Twitter has announced that it will remove verification badges from users who violate its rules, adding that the micro-blogging platform is reworking its entire verification system. "We are conducting an initial review of verified accounts and will remove verification from accounts whose behaviour does not fall within these new guidelines."
"We will continue to review and take action as we work towards a new programme we are proud of," the official @TwitterSupport account posted late on Wednesday. Earlier this week, Twitter suspended its account verification exercise -- a process that gives public figures on the micro-blogging platform a blue check mark next to their names.

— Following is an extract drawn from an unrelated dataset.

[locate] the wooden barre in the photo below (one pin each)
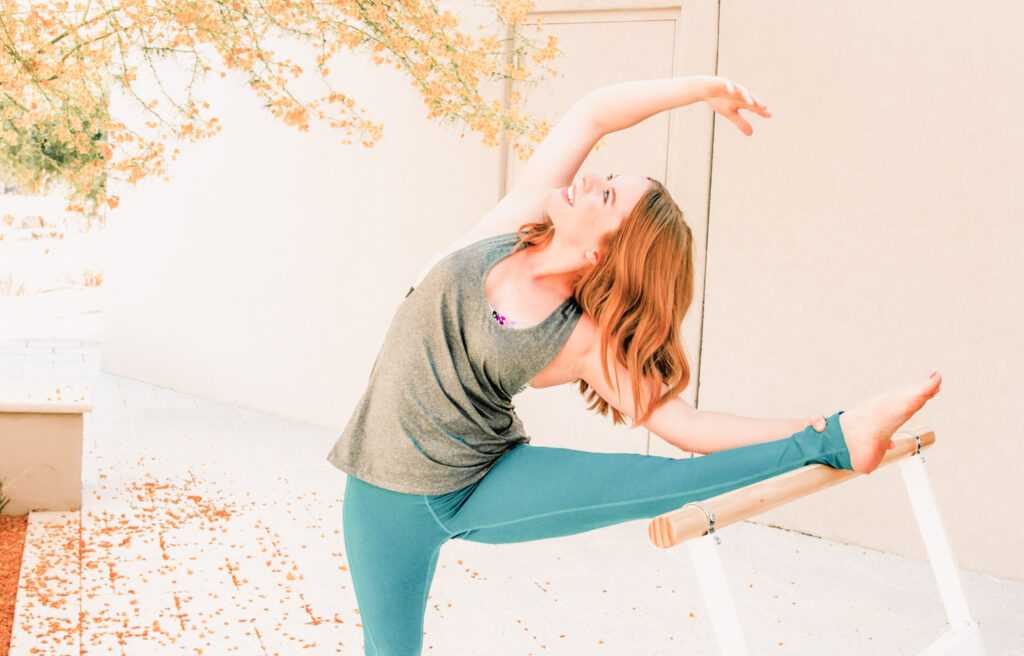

4 / We're working on a new authentication and verification program. In the meantime, we are not accepting any public submissions for verification and have introduced new guidelines for the program. https://t.co/j6P0HGXIVq — Twitter Support (@TwitterSupport) November 15, 2017
The announcement came after people criticised Twitter for verifying the account belonging to the organiser of the white supremacist rally in Charlottesville, Virginia, that left one dead in August. Jason Kessler, the organiser of the supremacist rally, was given the preferred status indicated by the blue badge. Twitter had earlier withheld blue check mark for whistleblower Julian Assange.
Twitter said it's reworking the entire system and has already changed its official guidelines on what verification means. "We're working on a new authentication and verification program. In the meantime, we are not accepting any public submissions for verification and have introduced new guidelines for the programme," Twitter said.
Launched in 2016, the micro-blogging website created an online application process for Twitter accounts to receive verified status, which allows people to identify key individuals and organisations on Twitter as authentic and are denoted by a blue tick icon. This typically includes accounts maintained by public figures and organisations in music, TV, film, fashion, government, politics, religion, media, sports, business and other key interest areas.